Zum Tyee hab ich keinen vergleich....
Meiner ist ja nun 27.5 und gesterckt sitz ich da bestimmt nicht drauf
eher aufrecht und bestimmt nicht frontlastig ( für mein empfinden ) .....
Mit den neuen Bikes hab ich mich aber noch nicht beschäftigt..
wenn es Dir gefällt hol es dir, kannst ja mit Vorbau und Lenker 
etwas rum probieren ....
Ich würde es wieder kaufen.......


----------



## nz_biker (31. Juli 2020)

Okay, war mir nicht bewusst, dass sich da die Geo zu den Vorjahresmodellen so geändert hat. Danke für eure schnellen Antworten/Tipps! Wird dann wahrscheinlich Größe L!
LG


----------



## Ben-HD (31. Juli 2020)

Hab gerade mal Geometriedaten meiner beiden Bikes gestöbert, jeweils nur Reach und Stack. Größen jeweils L.

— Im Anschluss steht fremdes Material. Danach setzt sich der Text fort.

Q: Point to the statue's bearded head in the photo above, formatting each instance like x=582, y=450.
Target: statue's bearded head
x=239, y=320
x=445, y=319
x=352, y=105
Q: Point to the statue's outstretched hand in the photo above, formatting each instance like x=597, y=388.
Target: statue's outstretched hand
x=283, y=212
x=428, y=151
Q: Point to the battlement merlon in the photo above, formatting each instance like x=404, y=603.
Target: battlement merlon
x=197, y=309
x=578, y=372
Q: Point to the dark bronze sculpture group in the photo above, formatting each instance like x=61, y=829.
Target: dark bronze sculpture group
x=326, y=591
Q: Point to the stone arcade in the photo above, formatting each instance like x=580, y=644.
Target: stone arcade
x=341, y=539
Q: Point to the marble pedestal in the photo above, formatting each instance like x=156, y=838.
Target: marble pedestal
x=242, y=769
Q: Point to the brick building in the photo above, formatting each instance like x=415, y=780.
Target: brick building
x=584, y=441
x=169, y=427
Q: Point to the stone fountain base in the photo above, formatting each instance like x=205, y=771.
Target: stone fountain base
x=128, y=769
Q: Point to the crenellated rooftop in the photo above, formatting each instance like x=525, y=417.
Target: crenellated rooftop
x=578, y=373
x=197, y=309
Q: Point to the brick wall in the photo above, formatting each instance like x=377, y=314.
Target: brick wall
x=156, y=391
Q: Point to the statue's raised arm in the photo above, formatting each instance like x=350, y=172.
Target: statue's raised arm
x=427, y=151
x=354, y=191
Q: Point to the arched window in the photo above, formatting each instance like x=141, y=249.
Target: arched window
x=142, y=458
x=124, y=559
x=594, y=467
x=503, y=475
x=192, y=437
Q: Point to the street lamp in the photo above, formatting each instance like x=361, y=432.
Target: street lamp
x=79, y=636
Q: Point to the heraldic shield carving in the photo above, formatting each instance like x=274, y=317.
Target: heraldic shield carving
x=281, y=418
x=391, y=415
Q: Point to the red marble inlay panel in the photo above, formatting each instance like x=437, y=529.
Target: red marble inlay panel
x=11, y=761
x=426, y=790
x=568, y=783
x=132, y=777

Bronson 3 Reach *455, Stack 614* (https://www.santacruzbicycles.com/de-DE/bikes/bronson)
Meta TR 2020 Reach *475, Stack 625* (https://www.commencal-store.de/meta-tr-29-signature-c2x29150160)

Das neue 2021 Meta HT *Reach 445, Stack 639* (https://www.commencal-store.de/meta-ht-am-race-29-c2x31380425)

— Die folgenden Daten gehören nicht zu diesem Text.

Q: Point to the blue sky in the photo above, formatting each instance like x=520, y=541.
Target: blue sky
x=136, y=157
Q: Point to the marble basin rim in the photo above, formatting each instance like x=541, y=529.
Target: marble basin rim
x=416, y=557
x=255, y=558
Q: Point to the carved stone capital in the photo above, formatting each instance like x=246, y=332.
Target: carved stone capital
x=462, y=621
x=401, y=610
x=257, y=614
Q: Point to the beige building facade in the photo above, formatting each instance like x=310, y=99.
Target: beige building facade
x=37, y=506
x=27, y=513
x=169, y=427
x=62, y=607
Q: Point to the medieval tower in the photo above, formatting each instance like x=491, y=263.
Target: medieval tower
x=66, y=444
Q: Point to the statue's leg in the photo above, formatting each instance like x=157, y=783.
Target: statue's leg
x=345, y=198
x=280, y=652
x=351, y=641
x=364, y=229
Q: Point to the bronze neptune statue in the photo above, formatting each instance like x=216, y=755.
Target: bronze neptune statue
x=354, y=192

Denke also du kannst wohl L nehmen. Das Bronson ist nicht sehr lang, eher moderat. Das HT ist nochmal 10 mm kürzer. Da könntest du gut drauf passen, wenn man nur die beiden Daten ansieht. Wenn du mal schaust wie mega lang das neue Meta TR geworden ist mit Reach 490, Stack 634, das finde ich schon krass.


----------



## ktmmg (4. August 2020)

Ja, es ist lang geworden, aber ist der Sitzwinkel nicht auch steiler geworden. Hab mir das Meta AM 29 bestellt in L, dachte auch erst wegen dem Reach mit 495mm das es zu lang ist. Konnte dann doch mal ein Last Tarvo, ähnlich, in M fahren und dachte nur, ist das klein. Beim Meta ist zum Tarvo glaub ich auch noch der Sitzwinkel steiler. Achso, Körpergröße 181cm mit 86,5cm Schrittlänge.


----------



## Psionic (4. August 2020)

ktmmg schrieb:


> Ja, es ist lang geworden, aber ist der Sitzwinkel nicht auch steiler geworden. Hab mir das Meta AM 29 bestellt in L, dachte auch erst wegen dem Reach mit 495mm das es zu lang ist. Konnte dann doch mal ein Last Tarvo, ähnlich, in M fahren und dachte nur, ist das klein. Beim Meta ist zum Tarvo glaub ich auch noch der Sitzwinkel steiler. Achso, Körpergröße 181cm mit 86,5cm Schrittlänge.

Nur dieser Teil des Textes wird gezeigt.